Training BERT and ResNet on a smartphone for the first time, reducing energy consumption by 35%-AI-php.cn

Table of Contents

Integrated paging and reimplementation

POET

Experimental results

Home

Technology peripherals

Training BERT and ResNet on a smartphone for the first time, reducing energy consumption by 35%

王林

Apr 09, 2023 am 11:41 AM

poet training method deep learning model

The researchers said that they viewed edge training as an optimization problem and thus discovered the optimal schedule to achieve minimum energy consumption under a given memory budget.

Currently, deep learning models have been widely deployed on edge devices such as smartphones and embedded platforms for inference. Among them, training is still mainly done on large cloud servers with high-throughput accelerators such as GPUs. Centralized cloud training models require transferring sensitive data such as photos and keystrokes from edge devices to the cloud, sacrificing user privacy and incurring additional data movement costs.

Training BERT and ResNet on a smartphone for the first time, reducing energy consumption by 35%

Caption: Twitter @Shishir Patil

Therefore, in order to allow users to personalize their models without sacrificing privacy, federated learning Device-based training methods such as Alibaba Cloud do not need to integrate data into the cloud and can also perform local training updates. These methods have been deployed on Google's Gboard keyboard to personalize keyboard suggestions and are also used by iPhones to improve automatic speech recognition. At the same time, current device-based training methods do not support training modern architectures and large models. Training larger models on edge devices is not feasible, mainly because limited device memory cannot store backpropagation activations. A single training iteration of ResNet-50 requires over 200 times more memory than inference.

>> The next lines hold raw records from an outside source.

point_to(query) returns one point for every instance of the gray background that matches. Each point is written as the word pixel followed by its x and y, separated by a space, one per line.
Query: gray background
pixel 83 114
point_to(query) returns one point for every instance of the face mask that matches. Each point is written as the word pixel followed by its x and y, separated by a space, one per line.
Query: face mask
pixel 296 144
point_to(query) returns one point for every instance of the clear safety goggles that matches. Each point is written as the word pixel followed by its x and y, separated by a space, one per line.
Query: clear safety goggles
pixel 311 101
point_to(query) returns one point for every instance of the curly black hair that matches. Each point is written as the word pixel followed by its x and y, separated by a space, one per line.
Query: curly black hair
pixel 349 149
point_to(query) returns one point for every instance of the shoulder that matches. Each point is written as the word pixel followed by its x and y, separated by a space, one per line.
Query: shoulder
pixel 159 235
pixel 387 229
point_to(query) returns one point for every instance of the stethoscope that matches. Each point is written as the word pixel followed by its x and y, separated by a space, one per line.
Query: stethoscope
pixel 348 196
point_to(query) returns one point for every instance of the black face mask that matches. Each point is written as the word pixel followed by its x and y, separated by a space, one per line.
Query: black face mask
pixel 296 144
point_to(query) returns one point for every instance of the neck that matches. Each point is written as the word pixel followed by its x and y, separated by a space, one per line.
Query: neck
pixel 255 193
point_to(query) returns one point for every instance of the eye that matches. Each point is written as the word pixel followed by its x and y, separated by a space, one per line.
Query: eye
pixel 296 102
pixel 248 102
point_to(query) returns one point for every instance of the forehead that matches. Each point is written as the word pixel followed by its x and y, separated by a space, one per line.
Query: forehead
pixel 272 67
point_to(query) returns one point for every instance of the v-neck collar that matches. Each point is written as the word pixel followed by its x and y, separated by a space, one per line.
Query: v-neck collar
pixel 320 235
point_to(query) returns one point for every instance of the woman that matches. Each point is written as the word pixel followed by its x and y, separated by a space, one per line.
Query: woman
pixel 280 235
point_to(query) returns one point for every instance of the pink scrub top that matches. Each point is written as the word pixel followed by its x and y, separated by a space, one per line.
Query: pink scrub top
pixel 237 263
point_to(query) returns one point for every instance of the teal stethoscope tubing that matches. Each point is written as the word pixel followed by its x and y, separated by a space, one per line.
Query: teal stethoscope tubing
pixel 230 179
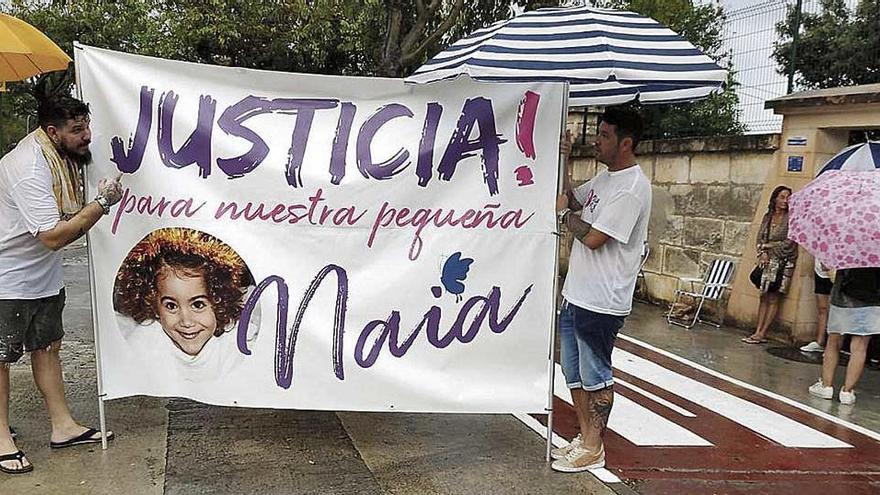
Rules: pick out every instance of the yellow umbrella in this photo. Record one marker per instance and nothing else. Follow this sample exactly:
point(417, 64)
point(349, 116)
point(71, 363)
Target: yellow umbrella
point(26, 52)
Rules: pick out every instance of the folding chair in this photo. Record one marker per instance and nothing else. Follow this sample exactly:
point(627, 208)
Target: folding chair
point(716, 279)
point(641, 292)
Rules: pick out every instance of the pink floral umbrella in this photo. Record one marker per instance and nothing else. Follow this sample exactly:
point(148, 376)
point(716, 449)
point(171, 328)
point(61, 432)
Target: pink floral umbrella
point(837, 218)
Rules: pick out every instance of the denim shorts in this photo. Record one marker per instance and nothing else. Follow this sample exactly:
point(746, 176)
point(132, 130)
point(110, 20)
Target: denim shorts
point(29, 324)
point(586, 341)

Strategies proposed in previous work include paging to auxiliary memory and reimplementation to reduce the memory footprint of cloud training. However, these methods significantly increase overall energy consumption. Data transfers associated with paging methods generally require more energy than heavy computation of data. As the memory budget shrinks, reimplementation increases energy consumption at a rate of O(n^2).

In a recent UC Berkeley paper, several researchers showed that paging and reimplementation are highly complementary. By reimplementing simple operations while paging the results of complex operations onto secondary storage such as flash or SD cards, they are able to expand the effective memory capacity with minimal energy consumption. Moreover, through the combination of these two methods, the researchers also proved that it is possible to train models such as BERT on mobile-grade edge devices. By treating edge training as an optimization problem, they discovered the optimal schedule that achieves minimum energy consumption under a given memory budget.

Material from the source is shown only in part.